Always Learning

November 18, 2005
Rev. Darcey Laine

Sabbatical Episode 5: Sustainability and White Lotus

About half way through the semester at University of Creation Spirituality, another weekly class began. It was called “Creating Sustainable Communities” and was taught by Lauren de Boer, a former student of UCS and Editor of Earthlight magazine. When I had registered earlier that winter, I felt this was the most important class I would take. I didn’t care so much about theology and theory as the practical considerations of how we build a greener world right now.

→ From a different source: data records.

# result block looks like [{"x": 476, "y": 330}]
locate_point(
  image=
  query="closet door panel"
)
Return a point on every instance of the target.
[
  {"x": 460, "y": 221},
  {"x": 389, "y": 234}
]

But as the first day of class approached, I was nervous about the kind of overwhelm and burn out that can happen when we see the radical change required to restore the health of our earth. As we sat in those folding chairs with collapsible writing desks, Lauren gave a short lecture on the state of our environment, as laid out in the UN Millennium Eco System Assessment. I had known we were in trouble, but it was still hard to hear the truth, especially from such a neutral and highly regarded body as the UN. Then he started giving concrete examples of how communities around the world creating real change. The most stunning of these was Curitiba, Brazil, where mayor Jaime Lerner added 17 new parks, 90 miles of bike paths, and increased the city’s recycling rate to 2/3, and their public transit rate to 70%. Abandoned buildings were converted to community centers. 1.5 million seedlings were planted and cultivated by the street children who participated in a meals program.

That was the last lecture we ever had. The next week we met on the sunroof of a building designed by “Eco-City Builders” an architectural firm that designs buildings and urban areas to have a lighter footprint on the earth. Then we spent the second half of our class touring creek beds that had been “daylighted” which refers to the process of uncovering the many creeks sent underground as cities were built in the last century.

For our next class we gathered at the Spiral Gardens in Berkeley. This garden was grown on unused BART land, to bring fresh produce to South West Berkeley, a low income neighborhood like so many others not able to attract a Grocery store. Then we walked over to the Oholone Community Garden, which incorporated art, native plants and even a cob shed, again using vacant BART land.

The next week we trekked out to the San Francisco Recycling Education center which houses an Artist in Residence program. We met the brand new Artist, Andrew Junge, who receives a stipend to work full time at the dump for 4 months creating art from only the materials found there. From there we toured the actual waste collection center, our minds blown by the mass and smell of it. Then we toured a surprising sculpture garden with works by many of the artists who have participated in this program over the past 15 years. As an amazing bit of good luck, our teacher had wrangled us an invitation to the home of Jo Hansen, the artist who founded the program. We heard her story and looked at her wonderful collection of recycled art.

For our final project we were to explore a sustainable program, write a paper on the experience and present to the rest of the class. I wanted to find out more about sustainable endeavors in our own bioregion, and so volunteered for a couple shifts at the Acterra Native Plants Nursery which grows plants for the Sanfransisquito watershed using only seeds from plants found already living here in the watershed. After so many classes in theology and cosmology, it was wonderful to have my hands in soil, planting seedlings in their first pots.

It was after one of these class tours in Berkeley that I jumped back in my car and took the highly un-sustainable drive down to Santa Barbara for my first ever yoga retreat at the White Lotus Retreat Center. I arrived just in time for a wonderful vegetarian meal on cushions around the low table in the main hall. For 4 days I lived in a beautiful white yurt at the bottom of a steep hill and practiced yoga morning and afternoon, with evenings of talk about yoga that ended early (we were all quite tired). That place had a very particular feel to it, and I copied all my strange dreams into my journal. The retreat ended too soon, but I enjoyed the long winding drive north through the empty hills and valleys; a calm transition back to my ordinary life.